Monk sees life's beauty in ocean's waves

BY MARY CATHARINE MARTIN, THE DAILY IBERIAN, April 20, 2008

New Iberia, Louisiana (USA) -- Sisomephone Chanthavong lives by a set of 227 rules. He cannot kill anything - not even a fly. He can only eat one meal a day. He cannot touch girls, not even to shake a hand. And, he lives at a Buddhist Temple, not with his family.

Chanthavong is a monk at Wat Thammarattanaram, the Buddhist Temple in Coteau. Now 25-years-old, Chanthavong made the decision to become a monk when he was only 9.

At first his mother protested, saying “You’re a baby. You can’t know.” But he was sure of his decision, and went to live at Sisumang Temple in the forest outside his native city of Vang Vieng in Laos.

It wasn’t easy. There was no electricity. He had new rules - although there were only 10 of them for the 10 years he lived as a novice - and woke at 4 a.m. to bathe, pray and listen to the monks’ lectures.

He became a monk himself at 20.

Now, people come to him for help and advice. He stresses to them that “everything depends on you.”

Chanthavong does not have money, a car or a house but he is happy.

“Happiness you can find by yourself,” he said. “No one gives it to you.”

He studied English for four years before arriving in Louisiana about a year ago.

When he arrived, he was surprised that it is “a small state but many cultures live here.”

He also likes Cajun culture, noting that the sugar cane festival does not take place in other states.

He said he will stay for at least one more year.

“I need to know English well,” he said.

He also believes there are “fewer hours in America.”

“Some people happy, some people not. Get up, work, everything hard for them,” he said, adding sometimes people think too much.
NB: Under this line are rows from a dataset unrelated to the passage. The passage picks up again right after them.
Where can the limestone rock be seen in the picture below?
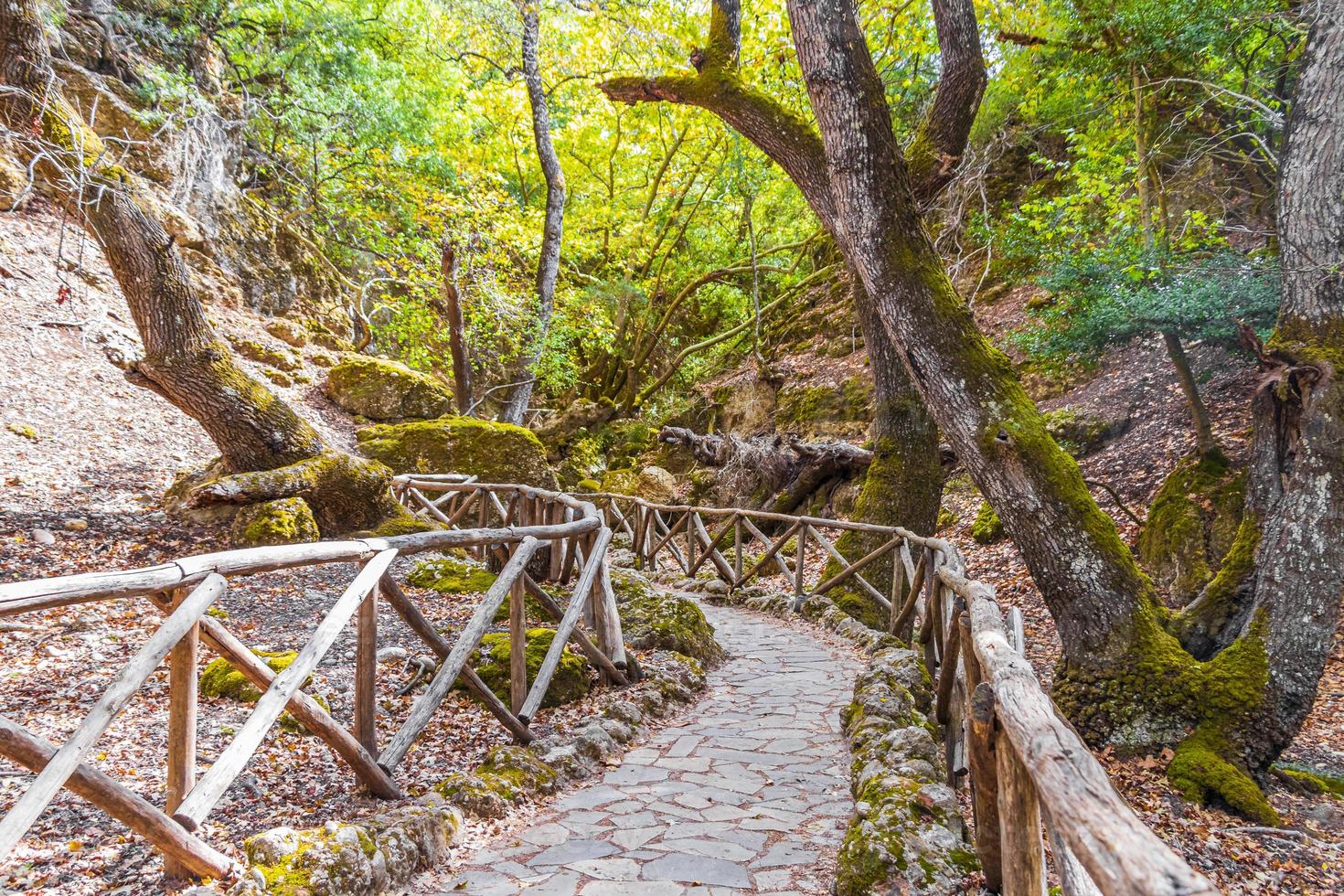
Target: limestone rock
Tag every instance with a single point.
(283, 521)
(385, 389)
(491, 452)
He recommends meditation for 5 to 10 minutes before bed to quiet some of those thoughts.

Buddha, he said, knows “every problem in the world.”

“Bad things,” he said, should be “like water poured into sand.” They disappear, and we can “make it good.”

He also sees a lot of similarities between the Christian Bible and the Buddhist Bible. He studies English with a Catholic nun, and they tell each other stories, he said.

Those that come to him for help have different kinds of problems. Some have drinking problems. Some are sad at the loss of a loved one.

These he tells that it is the time we are alive, not the time we are dead, that is important.

“When I help them I am happy,” he said. “When I can’t I am not happy.

“When I am sad, I watch the ocean. If the sea does not have waves, it is not beautiful. Life is the same.”